Sponsored by the Hong Kong Tourism Board, the episode framed Hong Kong’s flavors and dining spaces through chefs’ eyes. Chefs Jeong Ho-young and Jeong Ji-seon, joined by former baseball star Yang Jun-hyuk, visited Hong Kong to tour major commercial districts and restaurants and to assess opportunities for international expansion. They concentrated on core areas like Central and the West Kowloon Cultural District to get a firsthand feel for the city’s dining market and competitive locations.
“250 restaurants chosen by 50 chefs” — Follow the gourmet guide
The journey leaned on the Hong Kong Tourism Board’s culinary guide, Taste Hong Kong. Created in collaboration with the Chinese Cuisine Association, the guide enlisted more than 50 local master chefs to handpick roughly 250 restaurants across the city. Because it’s a chef-verified list rather than a simple recommendation, it carries added credibility.
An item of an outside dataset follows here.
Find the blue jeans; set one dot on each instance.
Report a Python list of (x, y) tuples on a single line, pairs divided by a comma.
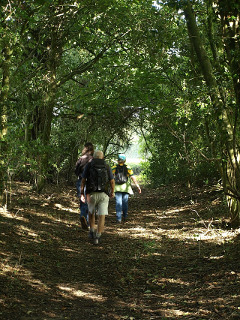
[(121, 205), (83, 205)]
The first stop, Mott 32, is a flagship fine-dining restaurant in Central. Led by Chef Lee Man-sing, who brings over 40 years of experience, the kitchen blends traditional Cantonese dishes with modern culinary techniques.
Its standout is the Peking duck, prepared from ducks reared for 42 days and finished over applewood, then dried and aged for two days. The lengthy preparation transforms the cooking process into part of the dining experience — a classic example of upscale gastronomy where the method becomes the story.
Korean flavors on the rise — Mosu Hong Kong stands out
Mosu Hong Kong, located in the M+ museum in the West Kowloon Cultural District, also grabbed attention. Since opening in 2022, it has been carving out space in Hong Kong’s fine-dining scene with tasting menus that reinterpret Korean ingredients through a modern lens.
With dishes like abalone tacos, acorn-flour noodles, and fern rice pot, Mosu highlights refined Korean flavors and proves it can compete on the global culinary stage.
Chow Yun-fat’s go-to? From heritage kitchens to local gems, Hong Kong’s flavors run the gamut
The show also visited Rainbow Seafood Restaurant, reportedly a favorite of actor Chow Yun-fat. What began in 1984 as a tiny spot has grown into an 800-seat institution on Lamma Island’s shoreline, now a must-visit seafood destination.

Certified under the Hong Kong Tourism Board’s Quality Tourism Services (QTS) scheme, the restaurant serves lobster, geoduck, steamed fish and other seafood favorites and remains consistently popular.
The segment also showcased a range of local favorites — from Kwan Kee Bamboo Noodles, a Michelin Bib Gourmand pick, to wallet-friendly dim sum spot Dim Sum Here, and Se Wong Fun, a 130-year-old snake-soup specialist — broadening the portrait of Hong Kong’s food scene.
A Hong Kong Tourism Board official said, \”We will continue to strengthen culinary tourism through diverse content and keep delivering distinct travel experiences.\”
Hong Kong is celebrated as Asia’s culinary capital, where tradition and modernity, East and West, coexist on the plate. In 2026, Hong Kong restaurants took both first and second place on the Asia’s 50 Best Restaurants list, reaffirming the city’s status as a global gastronomic hub.